Il Ryzen 9 9950X3D2 si basa su una configurazione a 16 core e 32 thread, con frequenza di boost fino a 5,6 GHz. Il processore è progettato per operare su piattaforma AM5, mantenendo la compatibilità con le attuali motherboard e memorie già adottate dagli utenti, senza richiedere aggiornamenti dell’infrastruttura esistente.

L’elemento distintivo è rappresentato dall’implementazione della doppia 3D V-Cache. Il design prevede due CCD, ciascuno dotato di 32 MB di cache L3 tradizionale e di un ulteriore stack da 64 MB tramite tecnologia di cache impilata.
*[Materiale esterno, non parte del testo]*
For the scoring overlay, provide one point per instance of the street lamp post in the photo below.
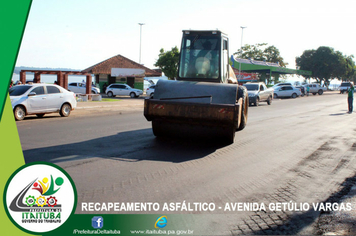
(141, 24)
(242, 33)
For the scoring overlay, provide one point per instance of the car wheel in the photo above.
(19, 113)
(65, 110)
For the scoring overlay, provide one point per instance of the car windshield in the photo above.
(19, 90)
(251, 87)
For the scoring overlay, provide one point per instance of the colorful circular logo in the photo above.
(39, 197)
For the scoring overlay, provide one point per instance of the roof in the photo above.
(250, 65)
(118, 61)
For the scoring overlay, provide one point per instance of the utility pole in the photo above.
(141, 24)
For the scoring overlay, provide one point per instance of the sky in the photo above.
(80, 33)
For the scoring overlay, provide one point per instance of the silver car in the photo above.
(40, 99)
(122, 90)
(287, 91)
(81, 88)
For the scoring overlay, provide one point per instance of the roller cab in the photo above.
(205, 99)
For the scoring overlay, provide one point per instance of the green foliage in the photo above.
(168, 62)
(261, 52)
(326, 63)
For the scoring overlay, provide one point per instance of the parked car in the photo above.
(81, 88)
(40, 99)
(316, 89)
(287, 91)
(258, 92)
(344, 86)
(150, 91)
(303, 90)
(123, 90)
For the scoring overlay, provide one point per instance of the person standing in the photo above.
(350, 97)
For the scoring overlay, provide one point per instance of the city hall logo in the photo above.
(161, 222)
(39, 197)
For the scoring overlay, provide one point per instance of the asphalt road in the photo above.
(294, 151)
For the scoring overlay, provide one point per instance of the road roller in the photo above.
(205, 99)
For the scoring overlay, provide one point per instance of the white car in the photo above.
(40, 99)
(122, 90)
(287, 91)
(81, 88)
(150, 91)
(277, 86)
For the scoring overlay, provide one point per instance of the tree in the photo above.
(262, 52)
(168, 62)
(325, 64)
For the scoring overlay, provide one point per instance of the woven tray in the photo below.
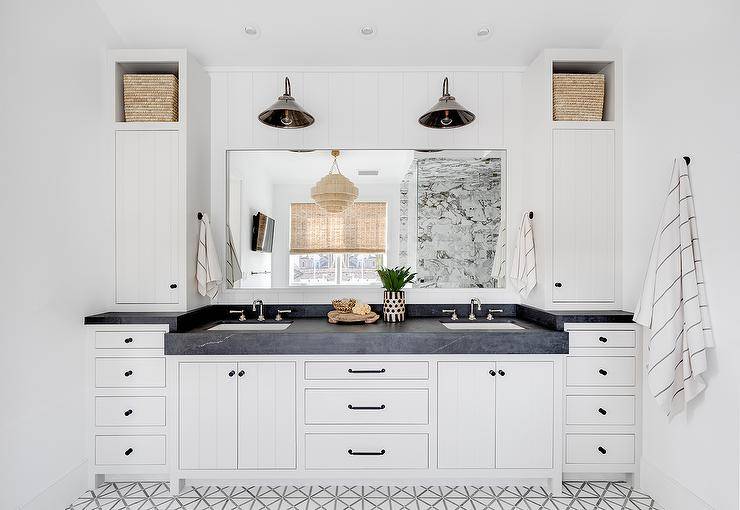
(336, 317)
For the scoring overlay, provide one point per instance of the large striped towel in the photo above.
(523, 272)
(208, 272)
(673, 305)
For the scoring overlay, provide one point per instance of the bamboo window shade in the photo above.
(358, 229)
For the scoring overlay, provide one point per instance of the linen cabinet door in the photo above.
(465, 414)
(267, 415)
(146, 217)
(524, 414)
(584, 216)
(208, 415)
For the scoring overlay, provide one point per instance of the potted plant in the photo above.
(394, 298)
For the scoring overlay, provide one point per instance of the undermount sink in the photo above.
(489, 326)
(251, 326)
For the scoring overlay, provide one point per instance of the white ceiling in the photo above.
(326, 32)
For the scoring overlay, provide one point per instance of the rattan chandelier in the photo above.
(334, 192)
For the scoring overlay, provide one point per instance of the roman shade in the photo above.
(359, 229)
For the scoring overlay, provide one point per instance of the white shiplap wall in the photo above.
(364, 108)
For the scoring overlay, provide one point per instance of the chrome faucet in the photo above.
(256, 302)
(473, 302)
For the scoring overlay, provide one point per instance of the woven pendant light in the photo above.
(334, 192)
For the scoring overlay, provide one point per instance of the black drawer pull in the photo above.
(353, 371)
(381, 452)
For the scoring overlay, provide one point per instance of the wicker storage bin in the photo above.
(577, 96)
(150, 97)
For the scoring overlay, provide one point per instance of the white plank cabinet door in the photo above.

Il totale della cache L3 raggiunge così i 192 MB, che diventano 208 MB complessivi includendo i 16 MB di cache L2.
Questa configurazione rappresenta un’evoluzione rispetto ai modelli X3D, che presentano la 3D V-Cache su un singolo chiplet. L’approccio adottato nel 9950X3D2 punta ad aumentare il throughput e migliorare la gestione dei carichi di lavoro sensibili alla latenza, ambito in cui la cache di grandi dimensioni può offrire benefici concreti.
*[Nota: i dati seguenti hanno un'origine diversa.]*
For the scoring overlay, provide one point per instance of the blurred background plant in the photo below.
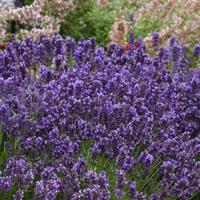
(106, 20)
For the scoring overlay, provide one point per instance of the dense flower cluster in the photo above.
(64, 105)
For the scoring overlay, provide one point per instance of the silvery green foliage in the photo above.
(135, 109)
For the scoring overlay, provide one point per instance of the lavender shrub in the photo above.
(80, 122)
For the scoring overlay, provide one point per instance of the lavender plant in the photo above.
(79, 122)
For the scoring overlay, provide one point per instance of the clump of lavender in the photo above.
(80, 122)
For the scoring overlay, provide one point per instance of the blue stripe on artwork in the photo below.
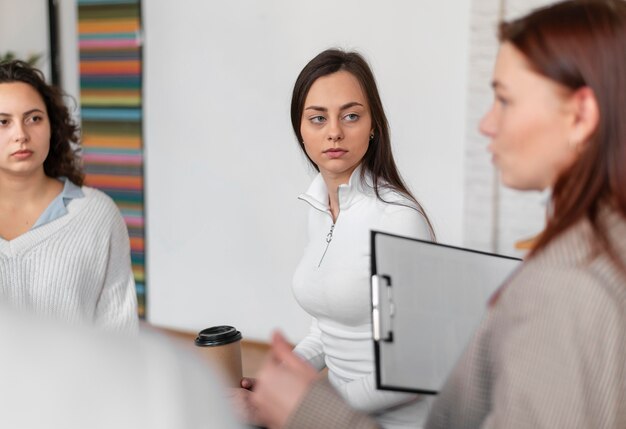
(107, 2)
(95, 114)
(141, 288)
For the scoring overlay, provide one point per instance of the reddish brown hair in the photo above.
(582, 43)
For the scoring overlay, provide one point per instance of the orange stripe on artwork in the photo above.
(106, 67)
(108, 26)
(136, 243)
(113, 141)
(102, 181)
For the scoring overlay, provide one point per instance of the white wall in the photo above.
(223, 168)
(24, 30)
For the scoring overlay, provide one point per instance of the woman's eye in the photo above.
(502, 100)
(35, 118)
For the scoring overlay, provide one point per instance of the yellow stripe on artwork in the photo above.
(110, 100)
(108, 26)
(128, 142)
(138, 272)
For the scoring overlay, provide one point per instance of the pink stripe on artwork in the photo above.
(112, 159)
(86, 44)
(133, 221)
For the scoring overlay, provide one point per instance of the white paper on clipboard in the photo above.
(427, 300)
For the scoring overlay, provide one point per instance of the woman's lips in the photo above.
(22, 154)
(335, 153)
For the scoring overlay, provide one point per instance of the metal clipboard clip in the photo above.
(383, 308)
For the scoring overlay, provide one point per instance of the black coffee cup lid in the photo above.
(217, 336)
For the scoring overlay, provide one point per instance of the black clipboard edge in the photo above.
(374, 272)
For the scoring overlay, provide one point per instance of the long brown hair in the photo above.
(62, 159)
(378, 159)
(582, 43)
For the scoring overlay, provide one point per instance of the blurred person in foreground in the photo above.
(551, 350)
(59, 376)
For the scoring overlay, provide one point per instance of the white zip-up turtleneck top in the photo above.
(332, 283)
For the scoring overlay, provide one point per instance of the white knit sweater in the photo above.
(332, 284)
(76, 268)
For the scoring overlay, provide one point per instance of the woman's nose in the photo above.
(335, 133)
(487, 125)
(20, 133)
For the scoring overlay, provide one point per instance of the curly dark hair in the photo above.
(63, 158)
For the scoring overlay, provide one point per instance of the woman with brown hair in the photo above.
(64, 247)
(551, 351)
(341, 127)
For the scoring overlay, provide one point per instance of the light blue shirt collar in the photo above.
(58, 206)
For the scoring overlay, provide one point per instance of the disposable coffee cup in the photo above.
(221, 345)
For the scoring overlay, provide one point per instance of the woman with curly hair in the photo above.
(64, 247)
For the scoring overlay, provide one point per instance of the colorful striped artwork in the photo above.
(110, 96)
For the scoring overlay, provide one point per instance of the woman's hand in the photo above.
(240, 401)
(248, 383)
(281, 384)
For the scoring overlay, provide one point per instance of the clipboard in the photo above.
(427, 301)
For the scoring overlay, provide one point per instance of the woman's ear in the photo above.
(586, 116)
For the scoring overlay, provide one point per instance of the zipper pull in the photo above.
(329, 236)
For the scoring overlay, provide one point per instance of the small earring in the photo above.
(573, 145)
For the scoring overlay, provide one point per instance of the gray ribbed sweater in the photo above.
(76, 268)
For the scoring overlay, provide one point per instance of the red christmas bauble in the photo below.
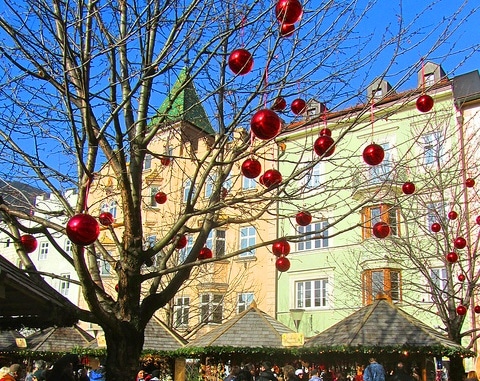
(251, 168)
(373, 154)
(279, 104)
(470, 183)
(324, 146)
(288, 11)
(106, 218)
(452, 257)
(29, 243)
(265, 124)
(424, 103)
(298, 106)
(326, 132)
(460, 242)
(161, 197)
(303, 218)
(282, 264)
(271, 178)
(461, 310)
(408, 187)
(205, 253)
(181, 242)
(286, 30)
(281, 247)
(381, 229)
(82, 229)
(452, 215)
(240, 61)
Dal punto di vista energetico, il TDP dichiarato raggiunge i 200 watt, segnando un nuovo riferimento per la serie Ryzen 9000.

Secondo le indicazioni fornite da AMD, il processore offre un incremento prestazionale compreso tra il 5% e il 10% rispetto al Ryzen 9 9950X3D nei carichi di lavoro professionali. I benefici si concentrano su applicazioni come rendering 3D, video editing e compilazione di codice complesso, con esempi che includono Blender, DaVinci Resolve, Unreal Engine e Chromium.
Il Ryzen 9 9950X3D2 Dual Edition si posiziona quindi come soluzione orientata a developer e creator che necessitano di un’elevata capacità di calcolo e bassa latenza, più che un processore destinato al gaming.